Dermatophyte growth is usually apparent within 3–7 days but may require up to 3 wk on any type of DTM. Dermatophytes growing on DTM cause the medium to change to red at the time of first visible colony formation. Dermatophyte fungi have white to buff-colored, fluffy to granular mycelia. Saprophytic contaminant colonies are white or pigmented and almost never produce an initial color change on DTM. Definitive diagnosis and species identification require removal of hyphae and macroconidia from the surface of the colony with acetate tape and microscopic examination with lactophenol cotton blue stain. Dysgonic strains do exist, but lack of growth of suspected ringworm is most likely due to lack of expertise in culture technique and fungal identification or to disease processes other than ringworm that cause clinical signs.

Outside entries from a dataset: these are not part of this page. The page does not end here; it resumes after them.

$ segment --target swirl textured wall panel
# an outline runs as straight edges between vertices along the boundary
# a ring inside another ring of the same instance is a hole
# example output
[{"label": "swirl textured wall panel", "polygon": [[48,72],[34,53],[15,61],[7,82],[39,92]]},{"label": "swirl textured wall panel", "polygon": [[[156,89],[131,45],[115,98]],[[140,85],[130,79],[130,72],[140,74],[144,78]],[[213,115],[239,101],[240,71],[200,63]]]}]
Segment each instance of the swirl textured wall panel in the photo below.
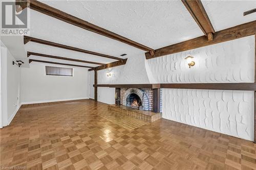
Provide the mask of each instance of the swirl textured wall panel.
[{"label": "swirl textured wall panel", "polygon": [[162,117],[253,140],[254,92],[162,89]]},{"label": "swirl textured wall panel", "polygon": [[[157,83],[254,82],[254,36],[147,60]],[[195,57],[188,67],[184,58]]]}]

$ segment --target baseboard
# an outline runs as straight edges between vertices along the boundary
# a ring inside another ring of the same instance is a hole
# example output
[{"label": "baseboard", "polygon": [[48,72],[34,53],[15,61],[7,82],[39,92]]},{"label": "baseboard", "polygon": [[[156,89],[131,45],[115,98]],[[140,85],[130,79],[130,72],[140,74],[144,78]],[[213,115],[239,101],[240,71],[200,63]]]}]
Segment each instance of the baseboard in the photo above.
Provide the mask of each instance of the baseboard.
[{"label": "baseboard", "polygon": [[12,113],[11,117],[8,119],[8,125],[6,126],[8,126],[9,125],[10,125],[11,122],[12,122],[12,119],[13,119],[13,118],[14,118],[14,116],[15,116],[16,114],[17,114],[17,112],[18,112],[18,109],[19,109],[19,108],[21,106],[22,106],[22,105],[20,104],[20,105],[19,105],[18,106],[18,107],[17,107],[17,108],[16,109],[16,110],[14,111],[13,113]]},{"label": "baseboard", "polygon": [[75,101],[77,100],[82,100],[82,99],[89,99],[89,98],[71,98],[71,99],[54,99],[49,100],[46,101],[33,101],[33,102],[22,102],[22,105],[29,105],[36,103],[50,103],[50,102],[63,102],[63,101]]}]

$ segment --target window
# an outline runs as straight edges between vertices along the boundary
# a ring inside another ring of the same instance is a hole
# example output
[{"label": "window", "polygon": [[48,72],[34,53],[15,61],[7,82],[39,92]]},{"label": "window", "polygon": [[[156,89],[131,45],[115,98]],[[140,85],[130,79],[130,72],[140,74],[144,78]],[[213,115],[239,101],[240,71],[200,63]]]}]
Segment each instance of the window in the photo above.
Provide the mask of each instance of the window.
[{"label": "window", "polygon": [[73,68],[46,66],[46,74],[49,76],[73,77]]}]

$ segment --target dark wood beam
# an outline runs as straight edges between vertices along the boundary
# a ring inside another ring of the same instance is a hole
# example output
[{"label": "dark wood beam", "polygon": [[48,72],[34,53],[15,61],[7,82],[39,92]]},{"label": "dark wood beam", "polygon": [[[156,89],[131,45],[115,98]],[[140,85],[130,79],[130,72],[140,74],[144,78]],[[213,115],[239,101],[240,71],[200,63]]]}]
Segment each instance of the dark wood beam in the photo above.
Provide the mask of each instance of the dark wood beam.
[{"label": "dark wood beam", "polygon": [[97,84],[97,87],[256,91],[256,83]]},{"label": "dark wood beam", "polygon": [[208,40],[212,40],[212,34],[215,33],[208,15],[200,0],[181,0]]},{"label": "dark wood beam", "polygon": [[75,67],[86,67],[86,68],[93,68],[93,67],[90,67],[84,65],[75,65],[75,64],[65,64],[65,63],[57,63],[55,62],[51,62],[51,61],[43,61],[43,60],[34,60],[34,59],[29,59],[29,62],[30,63],[32,62],[38,62],[40,63],[49,63],[49,64],[58,64],[58,65],[68,65]]},{"label": "dark wood beam", "polygon": [[93,68],[89,69],[89,71],[92,71],[94,70],[100,70],[101,69],[106,69],[108,68],[114,67],[117,66],[124,65],[126,63],[127,59],[123,59],[122,60],[115,61],[109,64],[104,64],[102,65],[100,65],[99,66],[94,67]]},{"label": "dark wood beam", "polygon": [[123,59],[121,58],[109,56],[109,55],[107,55],[105,54],[100,54],[100,53],[96,53],[96,52],[91,52],[91,51],[90,51],[88,50],[78,48],[77,47],[74,47],[73,46],[68,46],[68,45],[63,45],[63,44],[59,44],[59,43],[57,43],[56,42],[53,42],[44,40],[40,39],[39,38],[24,36],[24,44],[26,44],[27,43],[28,43],[29,41],[36,42],[36,43],[38,43],[45,44],[45,45],[50,45],[50,46],[54,46],[54,47],[57,47],[58,48],[63,48],[63,49],[72,50],[72,51],[74,51],[75,52],[83,53],[86,53],[86,54],[91,54],[91,55],[95,55],[95,56],[108,58],[110,58],[110,59],[114,59],[114,60],[123,60]]},{"label": "dark wood beam", "polygon": [[[24,1],[29,4],[28,7],[37,12],[53,17],[64,22],[81,28],[86,30],[93,32],[104,36],[121,41],[136,48],[146,52],[153,51],[154,49],[140,44],[120,35],[114,33],[102,28],[87,22],[84,20],[70,15],[61,10],[53,8],[45,4],[36,0]],[[16,2],[18,2],[18,0]]]},{"label": "dark wood beam", "polygon": [[155,113],[159,113],[160,108],[160,89],[155,88],[153,90],[153,111]]},{"label": "dark wood beam", "polygon": [[187,89],[256,90],[254,83],[161,84],[161,88]]},{"label": "dark wood beam", "polygon": [[[254,36],[254,83],[256,83],[256,34]],[[256,91],[254,91],[254,143],[256,143]]]},{"label": "dark wood beam", "polygon": [[160,84],[97,84],[94,87],[108,87],[114,88],[160,88]]},{"label": "dark wood beam", "polygon": [[98,101],[98,87],[97,85],[98,84],[98,71],[97,70],[94,70],[94,84],[96,86],[94,87],[94,100],[95,102]]},{"label": "dark wood beam", "polygon": [[77,60],[77,59],[73,59],[73,58],[65,58],[65,57],[58,57],[58,56],[51,56],[51,55],[47,55],[47,54],[36,53],[33,53],[33,52],[28,52],[27,53],[27,55],[28,55],[28,57],[29,57],[29,56],[30,56],[30,55],[34,55],[34,56],[40,56],[40,57],[48,57],[48,58],[54,58],[54,59],[56,59],[68,60],[68,61],[75,61],[75,62],[80,62],[86,63],[89,63],[89,64],[97,64],[97,65],[103,65],[103,64],[105,64],[104,63],[98,63],[98,62],[92,62],[92,61],[89,61]]},{"label": "dark wood beam", "polygon": [[256,20],[254,20],[218,31],[213,35],[212,41],[208,41],[203,36],[156,50],[153,55],[146,53],[145,56],[146,59],[150,59],[254,35],[255,33]]}]

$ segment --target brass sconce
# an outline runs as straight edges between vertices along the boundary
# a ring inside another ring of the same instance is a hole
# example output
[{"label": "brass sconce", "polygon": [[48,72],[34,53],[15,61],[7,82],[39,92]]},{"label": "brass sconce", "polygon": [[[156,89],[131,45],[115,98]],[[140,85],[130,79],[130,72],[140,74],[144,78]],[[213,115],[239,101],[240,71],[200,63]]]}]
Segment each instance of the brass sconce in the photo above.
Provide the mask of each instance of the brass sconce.
[{"label": "brass sconce", "polygon": [[187,60],[187,65],[188,65],[189,68],[195,65],[196,64],[196,63],[195,61],[192,61],[192,59],[193,59],[194,57],[192,56],[187,56],[185,58],[184,58],[185,60]]},{"label": "brass sconce", "polygon": [[111,77],[111,72],[110,72],[109,71],[106,72],[106,77]]}]

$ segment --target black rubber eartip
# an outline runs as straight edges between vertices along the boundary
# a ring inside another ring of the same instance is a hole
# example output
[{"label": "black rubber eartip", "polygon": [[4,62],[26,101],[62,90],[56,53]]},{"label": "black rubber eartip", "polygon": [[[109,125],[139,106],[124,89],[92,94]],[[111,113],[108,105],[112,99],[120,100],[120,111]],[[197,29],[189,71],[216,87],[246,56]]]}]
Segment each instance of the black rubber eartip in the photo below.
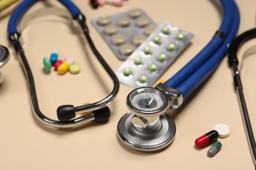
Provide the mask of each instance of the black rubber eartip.
[{"label": "black rubber eartip", "polygon": [[110,110],[108,107],[105,107],[92,112],[95,116],[96,122],[106,122],[110,117]]},{"label": "black rubber eartip", "polygon": [[58,119],[62,122],[70,120],[75,117],[74,105],[62,105],[57,109]]}]

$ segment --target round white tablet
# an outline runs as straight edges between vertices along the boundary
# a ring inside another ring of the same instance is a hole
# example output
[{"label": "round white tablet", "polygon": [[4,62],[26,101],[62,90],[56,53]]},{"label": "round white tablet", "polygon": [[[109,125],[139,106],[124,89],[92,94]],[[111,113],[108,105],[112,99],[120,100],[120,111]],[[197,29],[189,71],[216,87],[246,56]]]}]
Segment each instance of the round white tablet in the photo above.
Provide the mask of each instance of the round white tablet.
[{"label": "round white tablet", "polygon": [[219,133],[219,137],[226,137],[230,133],[230,128],[224,124],[219,124],[214,126],[214,129]]}]

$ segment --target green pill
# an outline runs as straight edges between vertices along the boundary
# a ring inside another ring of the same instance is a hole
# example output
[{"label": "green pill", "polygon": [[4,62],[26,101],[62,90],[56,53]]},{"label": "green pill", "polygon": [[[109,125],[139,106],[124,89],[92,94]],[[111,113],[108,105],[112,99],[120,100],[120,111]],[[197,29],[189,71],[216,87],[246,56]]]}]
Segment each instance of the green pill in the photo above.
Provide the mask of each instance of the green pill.
[{"label": "green pill", "polygon": [[184,36],[184,35],[183,34],[182,34],[182,33],[179,33],[177,35],[177,39],[178,39],[178,40],[184,40],[184,38],[185,37]]},{"label": "green pill", "polygon": [[158,60],[160,62],[163,62],[166,60],[166,55],[164,54],[161,54],[158,56]]},{"label": "green pill", "polygon": [[156,64],[150,64],[149,69],[151,72],[156,71],[158,69],[158,66]]},{"label": "green pill", "polygon": [[156,36],[156,37],[154,37],[154,39],[153,39],[153,42],[154,42],[154,43],[157,44],[160,44],[160,42],[161,42],[161,39],[160,39],[160,37],[158,37],[158,36]]},{"label": "green pill", "polygon": [[128,76],[131,75],[131,70],[130,69],[125,69],[123,70],[123,73],[125,76]]},{"label": "green pill", "polygon": [[135,58],[133,60],[134,63],[135,65],[140,65],[141,64],[141,59],[140,58]]},{"label": "green pill", "polygon": [[173,43],[169,44],[166,48],[167,48],[167,51],[172,52],[174,50],[174,49],[175,49],[175,45]]},{"label": "green pill", "polygon": [[143,51],[146,54],[150,54],[151,53],[151,49],[148,46],[146,46]]},{"label": "green pill", "polygon": [[170,32],[170,30],[169,29],[169,28],[167,27],[163,27],[163,29],[161,30],[161,32],[163,34],[169,34],[169,32]]},{"label": "green pill", "polygon": [[48,58],[44,58],[43,60],[43,63],[45,69],[47,72],[50,72],[52,68],[52,63],[51,62],[50,60]]},{"label": "green pill", "polygon": [[140,82],[144,83],[146,82],[147,78],[146,76],[143,75],[141,76],[139,80],[140,80]]}]

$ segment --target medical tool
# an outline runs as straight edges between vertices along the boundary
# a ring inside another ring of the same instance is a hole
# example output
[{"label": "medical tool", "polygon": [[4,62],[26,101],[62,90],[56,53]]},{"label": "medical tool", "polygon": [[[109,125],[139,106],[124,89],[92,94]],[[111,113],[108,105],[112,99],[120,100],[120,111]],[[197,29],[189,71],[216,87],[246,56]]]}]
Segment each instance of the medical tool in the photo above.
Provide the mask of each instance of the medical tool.
[{"label": "medical tool", "polygon": [[[9,60],[9,50],[3,46],[0,46],[0,69],[2,68]],[[3,81],[3,76],[0,72],[0,85]]]},{"label": "medical tool", "polygon": [[174,139],[174,121],[165,112],[177,109],[190,94],[211,75],[235,38],[240,14],[233,0],[221,0],[223,18],[219,29],[207,46],[164,84],[133,90],[126,104],[129,110],[117,124],[120,141],[131,148],[154,151]]},{"label": "medical tool", "polygon": [[[240,70],[238,68],[238,59],[237,56],[239,48],[241,47],[245,42],[253,38],[256,38],[255,28],[251,29],[242,33],[234,39],[228,49],[228,63],[233,71],[232,74],[234,76],[234,85],[239,98],[239,102],[244,119],[244,124],[245,128],[246,134],[248,138],[248,142],[251,148],[252,157],[254,161],[254,163],[256,165],[255,140],[254,139],[253,131],[251,128],[249,116],[247,109],[245,99],[243,92],[243,86],[240,77]],[[255,52],[255,48],[251,48],[251,52]],[[250,53],[250,51],[248,51],[248,54]]]},{"label": "medical tool", "polygon": [[[20,33],[19,33],[17,30],[17,25],[22,15],[29,8],[37,1],[23,1],[13,12],[8,25],[9,39],[12,42],[16,53],[20,57],[24,70],[26,74],[32,109],[35,116],[45,124],[55,128],[74,127],[76,126],[83,125],[92,120],[95,120],[96,122],[108,120],[110,115],[110,112],[107,105],[112,102],[117,94],[119,89],[118,79],[115,73],[112,71],[108,63],[104,61],[102,56],[96,50],[89,35],[89,29],[85,23],[85,17],[71,1],[67,0],[58,0],[58,1],[68,8],[71,13],[72,18],[79,23],[92,51],[99,62],[104,67],[109,76],[112,78],[114,84],[114,88],[109,95],[96,103],[78,107],[74,107],[72,105],[60,106],[57,109],[57,116],[59,120],[51,119],[45,116],[41,112],[35,92],[35,86],[34,82],[35,78],[33,76],[29,63],[25,56],[24,51],[19,41]],[[50,10],[47,10],[47,12],[49,11]],[[76,114],[87,112],[91,112],[91,113],[88,115],[76,117]]]},{"label": "medical tool", "polygon": [[7,8],[11,5],[14,4],[16,2],[18,2],[18,0],[1,0],[0,1],[0,12],[5,9]]}]

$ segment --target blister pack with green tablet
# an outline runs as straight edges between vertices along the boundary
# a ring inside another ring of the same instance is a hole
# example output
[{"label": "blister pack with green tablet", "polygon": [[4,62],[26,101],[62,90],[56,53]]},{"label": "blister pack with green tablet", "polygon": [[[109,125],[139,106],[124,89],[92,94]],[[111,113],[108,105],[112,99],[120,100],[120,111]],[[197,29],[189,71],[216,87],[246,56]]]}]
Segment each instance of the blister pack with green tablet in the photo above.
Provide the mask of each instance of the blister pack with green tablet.
[{"label": "blister pack with green tablet", "polygon": [[125,60],[157,27],[140,8],[101,16],[91,23],[120,60]]},{"label": "blister pack with green tablet", "polygon": [[118,79],[134,88],[152,86],[193,37],[169,23],[162,24],[117,69]]}]

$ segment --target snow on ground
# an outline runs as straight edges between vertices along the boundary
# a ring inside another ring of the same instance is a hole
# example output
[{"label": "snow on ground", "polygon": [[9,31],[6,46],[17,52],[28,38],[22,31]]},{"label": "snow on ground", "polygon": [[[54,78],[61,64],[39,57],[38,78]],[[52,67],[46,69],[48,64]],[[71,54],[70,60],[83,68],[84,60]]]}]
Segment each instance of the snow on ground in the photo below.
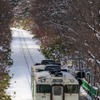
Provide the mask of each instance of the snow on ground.
[{"label": "snow on ground", "polygon": [[[14,74],[14,76],[7,93],[11,95],[12,100],[32,100],[31,66],[40,63],[45,58],[38,51],[39,45],[37,45],[36,40],[32,40],[33,35],[30,32],[12,28],[12,35],[11,56],[14,64],[10,69],[10,75]],[[87,96],[88,100],[91,100],[83,89],[81,92]]]},{"label": "snow on ground", "polygon": [[30,32],[13,28],[12,35],[14,64],[10,69],[10,75],[14,76],[7,93],[11,95],[12,100],[32,100],[30,69],[34,63],[41,62],[44,56],[38,51],[37,41],[32,40]]}]

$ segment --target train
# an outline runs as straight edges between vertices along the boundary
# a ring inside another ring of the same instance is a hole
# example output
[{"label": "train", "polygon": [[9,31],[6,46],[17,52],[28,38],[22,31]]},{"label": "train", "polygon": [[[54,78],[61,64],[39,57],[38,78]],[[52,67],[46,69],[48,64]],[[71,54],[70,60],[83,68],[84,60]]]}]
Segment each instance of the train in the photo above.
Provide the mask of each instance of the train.
[{"label": "train", "polygon": [[79,100],[78,80],[59,64],[37,64],[31,69],[33,100]]}]

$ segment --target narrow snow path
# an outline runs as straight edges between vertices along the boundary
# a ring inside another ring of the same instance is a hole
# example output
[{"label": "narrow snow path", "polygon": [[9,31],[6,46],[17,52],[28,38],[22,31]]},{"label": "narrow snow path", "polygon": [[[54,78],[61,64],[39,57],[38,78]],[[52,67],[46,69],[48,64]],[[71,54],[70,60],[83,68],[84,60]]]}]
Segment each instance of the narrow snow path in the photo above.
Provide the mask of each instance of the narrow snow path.
[{"label": "narrow snow path", "polygon": [[10,75],[14,76],[7,92],[12,100],[32,100],[30,69],[34,63],[41,62],[44,56],[38,51],[37,41],[32,40],[28,31],[12,29],[12,35],[11,57],[14,63]]}]

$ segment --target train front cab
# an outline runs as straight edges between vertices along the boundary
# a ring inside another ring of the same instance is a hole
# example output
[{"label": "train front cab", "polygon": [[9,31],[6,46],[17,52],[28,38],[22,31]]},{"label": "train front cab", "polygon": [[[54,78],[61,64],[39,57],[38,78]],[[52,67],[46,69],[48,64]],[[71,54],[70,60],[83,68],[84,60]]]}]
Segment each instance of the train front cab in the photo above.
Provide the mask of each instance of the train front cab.
[{"label": "train front cab", "polygon": [[36,88],[36,100],[79,100],[78,85],[40,84]]}]

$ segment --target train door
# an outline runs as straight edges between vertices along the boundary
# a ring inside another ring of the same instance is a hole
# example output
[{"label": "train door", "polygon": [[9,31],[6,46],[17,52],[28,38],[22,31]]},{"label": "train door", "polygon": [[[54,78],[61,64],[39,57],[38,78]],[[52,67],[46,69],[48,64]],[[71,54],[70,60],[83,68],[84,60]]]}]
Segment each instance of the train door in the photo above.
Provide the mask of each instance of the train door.
[{"label": "train door", "polygon": [[63,86],[52,87],[52,100],[63,100]]}]

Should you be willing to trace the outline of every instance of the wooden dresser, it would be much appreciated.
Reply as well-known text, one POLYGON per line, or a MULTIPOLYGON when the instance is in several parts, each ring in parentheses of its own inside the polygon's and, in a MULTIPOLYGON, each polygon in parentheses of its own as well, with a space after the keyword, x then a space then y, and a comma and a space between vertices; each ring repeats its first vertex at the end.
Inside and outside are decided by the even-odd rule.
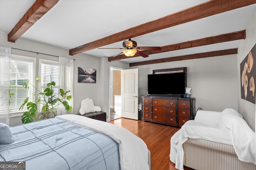
POLYGON ((196 99, 142 96, 143 121, 181 127, 193 119, 196 113, 196 99))

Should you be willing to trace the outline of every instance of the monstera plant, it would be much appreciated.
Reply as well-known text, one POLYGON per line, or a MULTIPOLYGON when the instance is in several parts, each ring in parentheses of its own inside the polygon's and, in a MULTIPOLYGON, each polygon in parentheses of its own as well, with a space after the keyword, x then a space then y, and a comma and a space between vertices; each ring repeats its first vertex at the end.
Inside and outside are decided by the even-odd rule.
MULTIPOLYGON (((36 80, 39 80, 40 78, 37 77, 36 80)), ((27 97, 20 107, 19 109, 22 110, 26 104, 26 108, 28 110, 24 112, 21 117, 22 123, 32 122, 36 118, 37 113, 41 114, 38 120, 54 117, 57 115, 57 107, 60 104, 63 105, 68 111, 72 109, 72 106, 70 106, 67 101, 67 100, 70 101, 71 99, 71 96, 67 94, 70 90, 65 92, 60 89, 58 92, 54 92, 52 89, 52 86, 55 86, 54 82, 47 84, 47 87, 43 91, 41 90, 42 88, 41 89, 37 89, 29 81, 24 82, 23 84, 23 87, 26 89, 28 88, 29 84, 36 88, 39 92, 34 94, 34 96, 38 96, 39 97, 35 101, 32 102, 28 102, 29 98, 27 97), (41 106, 39 111, 37 106, 38 104, 41 106)))

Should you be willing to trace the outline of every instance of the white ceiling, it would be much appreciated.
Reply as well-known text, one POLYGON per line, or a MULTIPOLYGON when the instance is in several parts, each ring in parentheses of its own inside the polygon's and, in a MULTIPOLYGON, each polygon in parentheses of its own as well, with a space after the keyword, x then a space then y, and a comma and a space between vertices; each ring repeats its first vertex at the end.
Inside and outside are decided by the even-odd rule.
MULTIPOLYGON (((35 0, 0 0, 0 31, 8 33, 35 0)), ((206 0, 60 0, 21 37, 71 49, 208 1, 206 0)), ((162 46, 245 29, 256 4, 133 37, 138 46, 162 46)), ((237 48, 242 40, 122 60, 131 63, 237 48)), ((122 47, 122 41, 104 46, 122 47)), ((122 49, 94 49, 96 57, 122 49)), ((76 55, 74 55, 75 59, 76 55)))

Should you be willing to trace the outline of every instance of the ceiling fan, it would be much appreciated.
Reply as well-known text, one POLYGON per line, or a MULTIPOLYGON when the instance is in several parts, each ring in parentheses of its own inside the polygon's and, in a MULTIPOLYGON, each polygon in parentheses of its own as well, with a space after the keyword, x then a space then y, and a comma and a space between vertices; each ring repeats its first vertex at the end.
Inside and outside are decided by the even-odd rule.
POLYGON ((124 40, 122 48, 98 48, 98 49, 124 49, 122 52, 113 56, 114 57, 122 53, 124 53, 127 57, 132 57, 137 53, 138 55, 144 58, 147 57, 148 55, 146 54, 139 50, 161 50, 160 47, 138 47, 137 42, 135 41, 129 39, 129 40, 124 40))

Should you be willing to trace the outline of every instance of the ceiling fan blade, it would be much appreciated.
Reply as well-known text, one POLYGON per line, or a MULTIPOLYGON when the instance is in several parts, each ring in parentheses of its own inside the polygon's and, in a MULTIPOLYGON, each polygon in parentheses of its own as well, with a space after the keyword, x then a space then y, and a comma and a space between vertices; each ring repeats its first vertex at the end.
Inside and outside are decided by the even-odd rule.
POLYGON ((124 48, 98 48, 98 49, 125 49, 124 48))
POLYGON ((123 53, 123 52, 121 52, 121 53, 118 53, 118 54, 117 54, 116 55, 114 55, 114 56, 112 56, 112 57, 116 57, 116 56, 117 56, 118 55, 120 55, 121 54, 122 54, 122 53, 123 53))
POLYGON ((130 48, 132 47, 132 41, 124 39, 124 43, 125 43, 125 45, 126 46, 130 48))
POLYGON ((161 50, 162 49, 160 47, 137 47, 137 48, 144 50, 161 50))
POLYGON ((142 52, 139 51, 138 50, 137 50, 137 53, 136 53, 138 54, 138 55, 140 55, 142 57, 143 57, 144 58, 147 57, 149 56, 148 55, 146 54, 145 53, 143 53, 142 52))

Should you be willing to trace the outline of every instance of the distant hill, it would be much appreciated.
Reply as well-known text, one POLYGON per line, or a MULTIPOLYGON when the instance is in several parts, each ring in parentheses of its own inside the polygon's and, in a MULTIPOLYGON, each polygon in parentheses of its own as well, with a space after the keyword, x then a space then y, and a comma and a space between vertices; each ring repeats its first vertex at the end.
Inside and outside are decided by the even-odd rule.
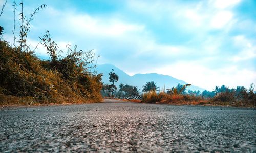
MULTIPOLYGON (((147 74, 136 74, 131 76, 125 73, 122 70, 117 67, 109 64, 105 64, 103 65, 98 65, 96 71, 98 73, 103 73, 102 82, 104 84, 110 84, 109 81, 109 75, 108 73, 114 69, 114 72, 119 76, 119 80, 116 85, 118 87, 120 83, 123 84, 129 84, 138 86, 140 92, 142 92, 143 86, 145 85, 146 82, 153 81, 156 82, 157 86, 160 87, 162 90, 164 86, 166 88, 170 88, 172 86, 176 86, 178 83, 181 84, 187 84, 184 81, 179 80, 170 76, 164 75, 157 73, 147 73, 147 74)), ((205 89, 198 86, 191 85, 187 88, 191 90, 204 91, 205 89)))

The Wood’s lamp is useful as a screening tool for M canis infections in cats and dogs. Infected hairs fluoresce yellow-green; however, only ≤50% of M canis infections fluoresce, and other fungal species in animals do not. Therefore, negative Wood’s lamp examinations are not meaningful. False-positive examinations may occur and are especially likely in oily, seborrheic skin conditions. Fluorescing hairs should always be cultured to confirm the diagnosis.

Direct microscopic examination of hairs or skin scrapings may enhance clinical suspicion by demonstrating characteristic hyphae or arthrospores in the specimen. The technique is more useful in diagnosing dermatophytosis in large animals than in small animals. Hairs (preferably white ones) and scrapings from the periphery of lesions are examined for fungal elements in a wet preparation of 20% potassium hydroxide that has been gently warmed or incubated in a humidity chamber overnight.

An ELISA for the serodiagnosis of canine dermatophytosis has been researched but is not commercially available. The sensitivity and specificity is high and similar to that of fungal culture with DTM, but positive results can be seen after elimination of the dermatophyte infection. Cross-reactivity between the various dermatophytes would not allow for species identification, which is important for identification of the source of infection.